Again- I run. The cycle of my life consists mainly of running- From my life, my future, my family. I can't help myself as I blindly crash into other guests and valuables. It's disorienting, and for a moment- I'm lost in the crowd. My chest constricts and I get dizzy, but I can't stop running. There's a door ahead, I must reach it. I don't stop to look behind me for to see if I'm being chased, but I run like there's a mountain lion tracking me down.

The marble vanishes from underneath my feet and is replaced with soft grass that gets kicked up and torn as I tumble along blindly. Uncertain safety is mine. I run and run and run until I've cleared a couple of blocks and I'm out of breath. Exhausted, I sit down in the street for a moment

Earlier, Sarah looked as if should would've killed me. She breathed one word- my name- her whole body becoming a muddled red blob. She and I stared at each other for one long moment. I felt small. I felt scared. My reality shrunk. She made me feel so trapped. I shake my head, disappointed, as I get up. Brushing myself off, I try to distract myself with something else like the sound of a distant restaurant or the cobbled road. But I can't.

Our encounter means several things. Horace is never going to come back to my shop. That's money lost. Sarah's going to stalk me even more, now that she knows for certain that I'm in the city. That also means she's going to get our parents out here. Just the thought of it sounds so juvenile. She's always been at kind of person though.

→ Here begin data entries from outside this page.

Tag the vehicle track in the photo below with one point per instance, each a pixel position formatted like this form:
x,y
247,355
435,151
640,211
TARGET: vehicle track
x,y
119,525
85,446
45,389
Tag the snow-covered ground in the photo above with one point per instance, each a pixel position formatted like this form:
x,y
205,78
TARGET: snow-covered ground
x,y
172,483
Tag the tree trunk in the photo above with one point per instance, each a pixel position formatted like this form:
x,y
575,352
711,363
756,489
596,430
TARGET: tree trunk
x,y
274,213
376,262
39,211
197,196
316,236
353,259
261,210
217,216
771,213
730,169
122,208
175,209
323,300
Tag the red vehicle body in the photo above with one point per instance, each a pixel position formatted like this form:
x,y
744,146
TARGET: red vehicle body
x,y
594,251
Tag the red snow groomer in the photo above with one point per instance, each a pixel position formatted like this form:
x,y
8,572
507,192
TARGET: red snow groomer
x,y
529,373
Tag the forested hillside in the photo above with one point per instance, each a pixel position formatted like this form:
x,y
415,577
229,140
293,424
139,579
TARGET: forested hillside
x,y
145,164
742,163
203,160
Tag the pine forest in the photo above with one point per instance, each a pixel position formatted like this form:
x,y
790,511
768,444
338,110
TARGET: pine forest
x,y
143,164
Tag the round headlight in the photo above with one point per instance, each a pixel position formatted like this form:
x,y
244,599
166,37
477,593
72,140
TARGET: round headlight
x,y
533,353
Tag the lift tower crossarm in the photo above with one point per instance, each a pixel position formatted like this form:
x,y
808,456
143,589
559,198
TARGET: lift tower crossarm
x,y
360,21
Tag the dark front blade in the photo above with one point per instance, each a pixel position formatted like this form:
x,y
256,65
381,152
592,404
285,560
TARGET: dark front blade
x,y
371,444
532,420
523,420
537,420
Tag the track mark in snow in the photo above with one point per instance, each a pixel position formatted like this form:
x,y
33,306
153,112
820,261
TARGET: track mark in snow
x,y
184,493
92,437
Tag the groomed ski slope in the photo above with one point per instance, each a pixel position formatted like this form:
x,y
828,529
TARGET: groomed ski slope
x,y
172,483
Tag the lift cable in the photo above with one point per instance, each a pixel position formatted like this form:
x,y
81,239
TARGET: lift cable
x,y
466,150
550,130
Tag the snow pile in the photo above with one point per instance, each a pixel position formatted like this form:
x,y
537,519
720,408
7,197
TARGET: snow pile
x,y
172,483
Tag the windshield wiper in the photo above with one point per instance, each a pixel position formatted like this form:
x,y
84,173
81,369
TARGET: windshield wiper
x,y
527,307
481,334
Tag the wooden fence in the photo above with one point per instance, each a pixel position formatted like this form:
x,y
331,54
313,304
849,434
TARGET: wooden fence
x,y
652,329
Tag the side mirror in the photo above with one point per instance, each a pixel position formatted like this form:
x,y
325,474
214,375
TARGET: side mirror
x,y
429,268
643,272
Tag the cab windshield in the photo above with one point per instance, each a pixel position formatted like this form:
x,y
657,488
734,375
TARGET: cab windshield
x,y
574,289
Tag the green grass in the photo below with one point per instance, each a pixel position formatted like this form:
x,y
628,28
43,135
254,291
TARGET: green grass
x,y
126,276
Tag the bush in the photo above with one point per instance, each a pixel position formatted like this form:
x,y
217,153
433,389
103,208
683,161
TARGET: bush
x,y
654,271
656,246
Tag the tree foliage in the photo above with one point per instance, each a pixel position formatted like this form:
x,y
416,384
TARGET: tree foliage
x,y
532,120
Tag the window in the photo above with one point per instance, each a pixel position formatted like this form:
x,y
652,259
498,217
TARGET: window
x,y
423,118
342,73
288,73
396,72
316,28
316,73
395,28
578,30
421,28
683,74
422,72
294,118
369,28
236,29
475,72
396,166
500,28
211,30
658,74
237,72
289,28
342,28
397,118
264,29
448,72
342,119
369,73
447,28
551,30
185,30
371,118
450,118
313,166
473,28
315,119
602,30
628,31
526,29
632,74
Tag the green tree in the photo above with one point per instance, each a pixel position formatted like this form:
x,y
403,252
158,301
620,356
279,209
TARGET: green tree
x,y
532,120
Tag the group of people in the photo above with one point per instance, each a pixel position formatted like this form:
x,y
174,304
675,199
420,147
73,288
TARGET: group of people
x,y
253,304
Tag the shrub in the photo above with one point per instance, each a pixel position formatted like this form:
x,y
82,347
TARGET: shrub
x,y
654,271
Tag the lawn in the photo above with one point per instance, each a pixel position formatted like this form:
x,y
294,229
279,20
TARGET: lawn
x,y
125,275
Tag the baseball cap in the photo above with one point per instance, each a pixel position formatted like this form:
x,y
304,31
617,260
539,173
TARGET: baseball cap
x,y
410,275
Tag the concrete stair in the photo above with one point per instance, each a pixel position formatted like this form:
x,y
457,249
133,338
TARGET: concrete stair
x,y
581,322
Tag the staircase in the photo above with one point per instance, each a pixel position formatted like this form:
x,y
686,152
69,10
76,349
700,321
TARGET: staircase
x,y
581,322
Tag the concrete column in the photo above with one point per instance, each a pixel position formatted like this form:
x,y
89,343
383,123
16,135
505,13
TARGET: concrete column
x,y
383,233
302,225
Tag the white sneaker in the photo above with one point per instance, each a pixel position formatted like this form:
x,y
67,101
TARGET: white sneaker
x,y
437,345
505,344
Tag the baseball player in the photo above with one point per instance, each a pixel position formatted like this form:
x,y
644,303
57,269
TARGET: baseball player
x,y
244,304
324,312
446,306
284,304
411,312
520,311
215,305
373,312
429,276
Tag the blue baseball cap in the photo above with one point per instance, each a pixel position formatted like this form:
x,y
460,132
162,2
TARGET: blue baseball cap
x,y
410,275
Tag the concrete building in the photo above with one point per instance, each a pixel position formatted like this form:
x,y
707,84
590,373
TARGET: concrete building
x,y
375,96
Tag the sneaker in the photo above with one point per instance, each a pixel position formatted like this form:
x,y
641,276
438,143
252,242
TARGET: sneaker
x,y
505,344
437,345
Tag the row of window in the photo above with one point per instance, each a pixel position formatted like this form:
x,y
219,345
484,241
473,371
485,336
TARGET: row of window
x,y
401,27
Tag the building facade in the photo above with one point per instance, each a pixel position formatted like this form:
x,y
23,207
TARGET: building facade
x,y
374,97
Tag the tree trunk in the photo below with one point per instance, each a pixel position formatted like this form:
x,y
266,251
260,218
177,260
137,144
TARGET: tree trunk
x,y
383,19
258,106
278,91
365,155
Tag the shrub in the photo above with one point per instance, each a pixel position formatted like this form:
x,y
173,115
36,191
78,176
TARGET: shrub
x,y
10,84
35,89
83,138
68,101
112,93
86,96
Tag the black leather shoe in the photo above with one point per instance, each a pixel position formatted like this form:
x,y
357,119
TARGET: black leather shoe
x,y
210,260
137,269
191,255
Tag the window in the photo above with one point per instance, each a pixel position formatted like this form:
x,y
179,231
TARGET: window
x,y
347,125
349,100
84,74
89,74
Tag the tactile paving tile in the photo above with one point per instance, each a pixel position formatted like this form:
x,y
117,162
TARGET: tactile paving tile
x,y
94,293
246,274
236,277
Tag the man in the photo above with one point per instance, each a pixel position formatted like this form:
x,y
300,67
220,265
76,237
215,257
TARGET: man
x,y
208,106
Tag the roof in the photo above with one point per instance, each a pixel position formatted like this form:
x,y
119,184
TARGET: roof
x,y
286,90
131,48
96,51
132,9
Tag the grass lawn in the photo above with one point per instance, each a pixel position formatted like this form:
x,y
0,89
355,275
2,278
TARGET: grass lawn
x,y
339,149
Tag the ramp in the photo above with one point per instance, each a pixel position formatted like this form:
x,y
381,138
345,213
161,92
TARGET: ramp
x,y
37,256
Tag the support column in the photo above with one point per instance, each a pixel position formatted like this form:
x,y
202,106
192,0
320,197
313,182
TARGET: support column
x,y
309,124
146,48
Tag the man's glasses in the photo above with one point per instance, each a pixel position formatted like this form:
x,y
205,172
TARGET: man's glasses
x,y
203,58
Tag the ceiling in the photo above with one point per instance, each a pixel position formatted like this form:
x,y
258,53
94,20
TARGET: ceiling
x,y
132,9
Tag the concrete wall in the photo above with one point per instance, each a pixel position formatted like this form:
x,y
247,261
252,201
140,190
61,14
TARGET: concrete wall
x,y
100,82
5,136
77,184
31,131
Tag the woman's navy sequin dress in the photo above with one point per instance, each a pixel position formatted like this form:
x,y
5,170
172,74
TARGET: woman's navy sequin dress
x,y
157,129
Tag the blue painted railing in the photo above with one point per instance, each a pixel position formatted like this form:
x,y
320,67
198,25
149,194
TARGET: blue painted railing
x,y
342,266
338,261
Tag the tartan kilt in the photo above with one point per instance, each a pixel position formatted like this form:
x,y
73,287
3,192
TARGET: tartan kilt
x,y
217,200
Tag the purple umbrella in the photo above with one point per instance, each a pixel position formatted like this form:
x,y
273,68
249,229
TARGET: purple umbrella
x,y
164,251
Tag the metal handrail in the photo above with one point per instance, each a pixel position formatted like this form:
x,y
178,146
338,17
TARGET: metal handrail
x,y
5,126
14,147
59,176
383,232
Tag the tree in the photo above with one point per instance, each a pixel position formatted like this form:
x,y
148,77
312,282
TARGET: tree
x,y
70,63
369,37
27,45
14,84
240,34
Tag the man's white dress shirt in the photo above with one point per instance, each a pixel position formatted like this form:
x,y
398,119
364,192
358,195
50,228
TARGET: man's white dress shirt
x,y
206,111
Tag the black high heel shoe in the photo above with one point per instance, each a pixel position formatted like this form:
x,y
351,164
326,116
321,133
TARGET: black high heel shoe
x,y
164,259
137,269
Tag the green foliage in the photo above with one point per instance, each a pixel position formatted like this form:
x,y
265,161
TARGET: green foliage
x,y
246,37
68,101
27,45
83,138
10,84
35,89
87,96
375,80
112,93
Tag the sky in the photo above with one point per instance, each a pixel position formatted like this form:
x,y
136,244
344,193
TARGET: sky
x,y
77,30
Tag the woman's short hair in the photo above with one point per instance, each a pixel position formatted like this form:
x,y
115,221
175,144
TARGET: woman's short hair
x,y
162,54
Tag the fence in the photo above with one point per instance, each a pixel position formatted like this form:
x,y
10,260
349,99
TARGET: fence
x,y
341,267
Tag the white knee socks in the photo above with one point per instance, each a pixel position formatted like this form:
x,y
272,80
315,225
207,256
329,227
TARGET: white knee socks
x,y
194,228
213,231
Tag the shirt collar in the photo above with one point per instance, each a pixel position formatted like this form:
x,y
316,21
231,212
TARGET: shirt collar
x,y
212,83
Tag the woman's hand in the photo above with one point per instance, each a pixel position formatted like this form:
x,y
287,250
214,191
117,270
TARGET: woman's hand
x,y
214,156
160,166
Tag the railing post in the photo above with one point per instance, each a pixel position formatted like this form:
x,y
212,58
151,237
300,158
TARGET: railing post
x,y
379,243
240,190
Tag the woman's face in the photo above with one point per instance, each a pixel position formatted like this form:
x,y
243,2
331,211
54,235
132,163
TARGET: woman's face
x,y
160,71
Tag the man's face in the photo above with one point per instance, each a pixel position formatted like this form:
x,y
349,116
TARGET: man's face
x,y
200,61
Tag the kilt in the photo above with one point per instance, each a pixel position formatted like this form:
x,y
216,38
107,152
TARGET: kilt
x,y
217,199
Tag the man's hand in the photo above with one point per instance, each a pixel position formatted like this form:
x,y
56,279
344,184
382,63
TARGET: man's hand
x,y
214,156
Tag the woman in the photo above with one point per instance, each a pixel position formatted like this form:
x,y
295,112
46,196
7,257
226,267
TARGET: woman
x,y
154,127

She's always wanted me to suffer, always been the one to push me the hardest to conform. I don't think it was ever out of jealousy, but a deep seated, pure, constant miserable state. Sarah just feels the need to share it with others.

She'll bring my parents here. Inside I feel the urge to pack up and run again, but the cost is too great- I give up my dreams, I give up my shop. That just can't happen. Yet, what happens when they come for me? Will they yank me up like a weed, right from the root? If I go I lose myself. If I stay, I cannot predict the out come. I'm torn, between what it is that I so badly want, and my instinct.

At first I am afraid to go home, but I do, because, where the hell else am I going go. I have no real friends in the city. I know a grocer. I have clients that I speak to on occasion. I have my boss.

I open the door tentatively, and tip toe my way through until I'm certain that I am alone. I lay down face first into my bed and cry. I am thoroughly irritated at myself for being so indecisive and weak. Shouldn't I know that I know what I know?

The soft blankets call to me gently, and wrap around my body with ease. They soothe my soul and lull me into a sleepy state. I kick off my shoes and do the rational thing, sleep.